Ben Halpern ’95 was featured in UC Santa Barbara Magazine in a piece titled, “Ben Halpern wants us to prove him wrong.”
Ben Halpern hopes he isn’t right, not about this. When the time comes — a scant 25 years from now — the marine ecologist would much rather look back on this era as the moment we decided to band together and avert disaster. It could be remembered as the time we, through collective and consistent action, slowed the accelerating degradation of the ocean and helped prevent the environmental, economic and food security crises that might otherwise have followed.
“We’ll have gotten it wrong in the sense that we fixed it before this happened,” he says. “And I think that that’s possible.”
Alas, for now, we don’t have the luxury of such hindsight. And the data is sobering: In a recent study published in the journal Science, Halpern and fellow scientists at UC Santa Barbara’s National Center for Ecological Analysis and Synthesis (NCEAS) predict that cumulative human impacts on the ocean could double between now and midcentury.

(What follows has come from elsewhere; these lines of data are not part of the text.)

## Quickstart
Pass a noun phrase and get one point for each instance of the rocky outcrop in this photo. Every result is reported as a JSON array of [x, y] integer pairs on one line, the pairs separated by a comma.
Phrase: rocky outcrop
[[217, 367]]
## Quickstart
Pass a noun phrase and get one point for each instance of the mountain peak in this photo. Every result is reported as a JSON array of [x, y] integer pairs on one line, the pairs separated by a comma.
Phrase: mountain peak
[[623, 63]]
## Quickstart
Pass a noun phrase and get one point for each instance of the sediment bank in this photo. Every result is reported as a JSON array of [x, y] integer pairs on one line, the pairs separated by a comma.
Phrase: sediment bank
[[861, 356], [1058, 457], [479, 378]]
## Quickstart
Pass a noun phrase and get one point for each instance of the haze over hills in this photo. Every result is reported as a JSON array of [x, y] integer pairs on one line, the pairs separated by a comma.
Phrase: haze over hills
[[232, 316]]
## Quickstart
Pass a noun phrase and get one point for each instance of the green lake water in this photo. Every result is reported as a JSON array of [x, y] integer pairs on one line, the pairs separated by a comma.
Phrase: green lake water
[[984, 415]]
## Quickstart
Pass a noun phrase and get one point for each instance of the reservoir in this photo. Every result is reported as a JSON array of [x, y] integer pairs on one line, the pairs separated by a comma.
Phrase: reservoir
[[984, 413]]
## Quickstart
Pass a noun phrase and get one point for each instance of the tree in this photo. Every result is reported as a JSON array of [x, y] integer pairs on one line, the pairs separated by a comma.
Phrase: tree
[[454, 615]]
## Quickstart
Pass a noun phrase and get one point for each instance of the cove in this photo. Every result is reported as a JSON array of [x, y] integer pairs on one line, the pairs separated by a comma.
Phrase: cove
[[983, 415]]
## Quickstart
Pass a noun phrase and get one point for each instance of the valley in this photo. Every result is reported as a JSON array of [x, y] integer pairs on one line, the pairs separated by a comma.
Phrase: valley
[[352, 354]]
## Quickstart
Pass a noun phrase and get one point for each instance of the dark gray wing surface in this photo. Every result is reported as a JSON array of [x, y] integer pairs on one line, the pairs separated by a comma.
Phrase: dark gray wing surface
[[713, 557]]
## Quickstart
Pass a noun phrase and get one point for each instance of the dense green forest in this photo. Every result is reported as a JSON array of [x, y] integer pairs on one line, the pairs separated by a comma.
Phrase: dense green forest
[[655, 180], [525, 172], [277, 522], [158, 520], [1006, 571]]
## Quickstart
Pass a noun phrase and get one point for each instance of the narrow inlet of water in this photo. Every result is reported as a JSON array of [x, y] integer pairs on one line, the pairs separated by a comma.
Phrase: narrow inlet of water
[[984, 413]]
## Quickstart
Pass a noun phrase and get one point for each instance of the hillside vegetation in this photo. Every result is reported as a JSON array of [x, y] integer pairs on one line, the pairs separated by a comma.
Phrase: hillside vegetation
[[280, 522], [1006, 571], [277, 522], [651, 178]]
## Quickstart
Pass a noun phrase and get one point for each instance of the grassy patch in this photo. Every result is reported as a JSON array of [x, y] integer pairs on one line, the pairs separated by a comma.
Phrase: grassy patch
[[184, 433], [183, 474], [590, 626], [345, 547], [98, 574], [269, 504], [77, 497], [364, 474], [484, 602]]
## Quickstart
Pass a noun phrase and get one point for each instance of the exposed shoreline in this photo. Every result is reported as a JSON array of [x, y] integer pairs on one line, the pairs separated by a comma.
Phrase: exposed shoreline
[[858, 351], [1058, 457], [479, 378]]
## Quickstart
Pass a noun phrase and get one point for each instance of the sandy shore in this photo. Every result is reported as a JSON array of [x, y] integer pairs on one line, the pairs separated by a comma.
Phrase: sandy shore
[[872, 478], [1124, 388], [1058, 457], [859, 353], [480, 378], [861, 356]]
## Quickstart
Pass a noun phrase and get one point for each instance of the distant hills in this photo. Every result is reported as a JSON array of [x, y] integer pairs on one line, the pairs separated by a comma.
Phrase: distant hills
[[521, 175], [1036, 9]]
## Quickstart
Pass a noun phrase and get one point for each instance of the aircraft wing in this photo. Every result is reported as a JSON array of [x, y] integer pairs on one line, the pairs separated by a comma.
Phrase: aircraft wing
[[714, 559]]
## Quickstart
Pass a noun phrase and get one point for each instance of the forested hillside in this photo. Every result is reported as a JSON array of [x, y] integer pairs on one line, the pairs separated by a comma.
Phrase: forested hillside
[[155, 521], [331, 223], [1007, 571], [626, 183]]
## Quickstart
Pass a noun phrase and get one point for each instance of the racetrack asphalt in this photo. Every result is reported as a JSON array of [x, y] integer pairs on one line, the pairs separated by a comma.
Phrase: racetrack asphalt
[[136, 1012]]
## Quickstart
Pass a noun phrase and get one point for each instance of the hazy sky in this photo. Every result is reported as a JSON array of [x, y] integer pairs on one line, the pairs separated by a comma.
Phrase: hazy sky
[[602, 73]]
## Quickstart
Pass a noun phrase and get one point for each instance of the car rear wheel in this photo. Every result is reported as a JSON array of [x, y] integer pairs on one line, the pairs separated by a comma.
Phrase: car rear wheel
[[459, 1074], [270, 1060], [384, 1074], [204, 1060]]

In some places they could triple, driven primarily by ocean warming and heavy fishing, but also by other factors such as pollution.
That human impacts on the ocean were increasing was not surprising, given the current age of global warming and its myriad effects, such as habitat loss and sea level rise, Halpern says. What was a surprise is the accelerated rate of change between now and 2050. We’re at a dangerous threshold.